New chicks push kakapo population above 100

Conservation Minister Tim Groser says the long running campaign to save the kakapo has reached a new milestone today with confirmation that the population of threatened birds has cracked through the 100 mark.


The Department of Conservation's Kakapo Recovery Team have been closely watching a handful of chicks born in the past few days on Whenua Hou/Codfish Island - the kakapo sanctuary off Stewart Island.


All the new chicks have survived their first few critical days, meaning the world's kakapo headcount is now officially 103 birds - more than double the total number of kakapo alive a little over a decade ago.


"This is great news - we've still got a long, long road ahead before the kakapo's future is secure but it's a huge milestone for one of the country's favourite birds," said Mr Groser.

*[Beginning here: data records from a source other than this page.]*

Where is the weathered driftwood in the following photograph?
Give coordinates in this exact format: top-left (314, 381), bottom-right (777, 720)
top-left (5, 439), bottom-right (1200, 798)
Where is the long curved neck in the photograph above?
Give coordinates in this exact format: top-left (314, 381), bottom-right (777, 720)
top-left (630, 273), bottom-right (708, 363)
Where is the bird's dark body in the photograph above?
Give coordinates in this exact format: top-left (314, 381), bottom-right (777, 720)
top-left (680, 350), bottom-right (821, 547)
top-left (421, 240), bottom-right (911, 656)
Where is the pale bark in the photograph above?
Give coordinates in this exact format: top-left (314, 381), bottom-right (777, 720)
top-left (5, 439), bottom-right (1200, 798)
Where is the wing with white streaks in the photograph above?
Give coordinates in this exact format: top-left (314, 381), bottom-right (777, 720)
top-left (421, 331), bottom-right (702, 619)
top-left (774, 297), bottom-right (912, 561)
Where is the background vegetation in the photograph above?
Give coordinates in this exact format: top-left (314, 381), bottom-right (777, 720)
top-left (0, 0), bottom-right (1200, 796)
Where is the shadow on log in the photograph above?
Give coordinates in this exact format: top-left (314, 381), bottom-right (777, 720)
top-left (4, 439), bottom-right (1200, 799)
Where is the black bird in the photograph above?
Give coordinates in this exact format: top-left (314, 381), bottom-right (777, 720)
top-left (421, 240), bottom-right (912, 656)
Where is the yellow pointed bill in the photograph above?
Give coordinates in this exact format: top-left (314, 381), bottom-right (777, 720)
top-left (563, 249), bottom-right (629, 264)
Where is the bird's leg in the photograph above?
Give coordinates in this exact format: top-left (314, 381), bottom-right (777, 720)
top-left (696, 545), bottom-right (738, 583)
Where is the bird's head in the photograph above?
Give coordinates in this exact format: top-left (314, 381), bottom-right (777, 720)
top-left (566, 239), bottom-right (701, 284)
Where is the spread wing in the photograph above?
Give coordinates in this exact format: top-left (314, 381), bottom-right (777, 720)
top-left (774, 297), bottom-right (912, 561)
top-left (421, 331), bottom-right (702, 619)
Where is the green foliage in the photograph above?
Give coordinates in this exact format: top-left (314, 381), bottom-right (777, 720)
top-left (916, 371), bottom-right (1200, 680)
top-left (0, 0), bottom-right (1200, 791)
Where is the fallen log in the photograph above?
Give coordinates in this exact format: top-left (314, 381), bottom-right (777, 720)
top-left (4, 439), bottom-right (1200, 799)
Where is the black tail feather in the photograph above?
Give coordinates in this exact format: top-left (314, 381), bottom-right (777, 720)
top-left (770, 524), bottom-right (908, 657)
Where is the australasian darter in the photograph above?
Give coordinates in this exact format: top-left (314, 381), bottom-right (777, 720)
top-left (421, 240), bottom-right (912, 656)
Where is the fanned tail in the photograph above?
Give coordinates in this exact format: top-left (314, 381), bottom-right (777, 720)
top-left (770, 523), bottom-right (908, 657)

Mr Groser said the recovery team are expecting a bumper breeding season this year with hopes of more than 30 chicks hatching over coming weeks.


"Hopefully we'll be able to keep the population over the 100 mark and that is a fantastic reward for all the Department of Conservation (DOC) staff and many volunteers who have worked so hard to build up kakapo numbers over the years."


DOC's kakapo recovery work is actively supported by a partnership involving Forest & Bird and New Zealand Aluminium Smelters.


First signed over twenty years ago, the agreement is one of DOC's longest running conservation partnerships and has already injected over $3 million towards breeding programmes and predator proof sanctuaries for the flightless parrot.


"This milestone shows what can be achieved for conservation when community organisations, private businesses and the public sector work together."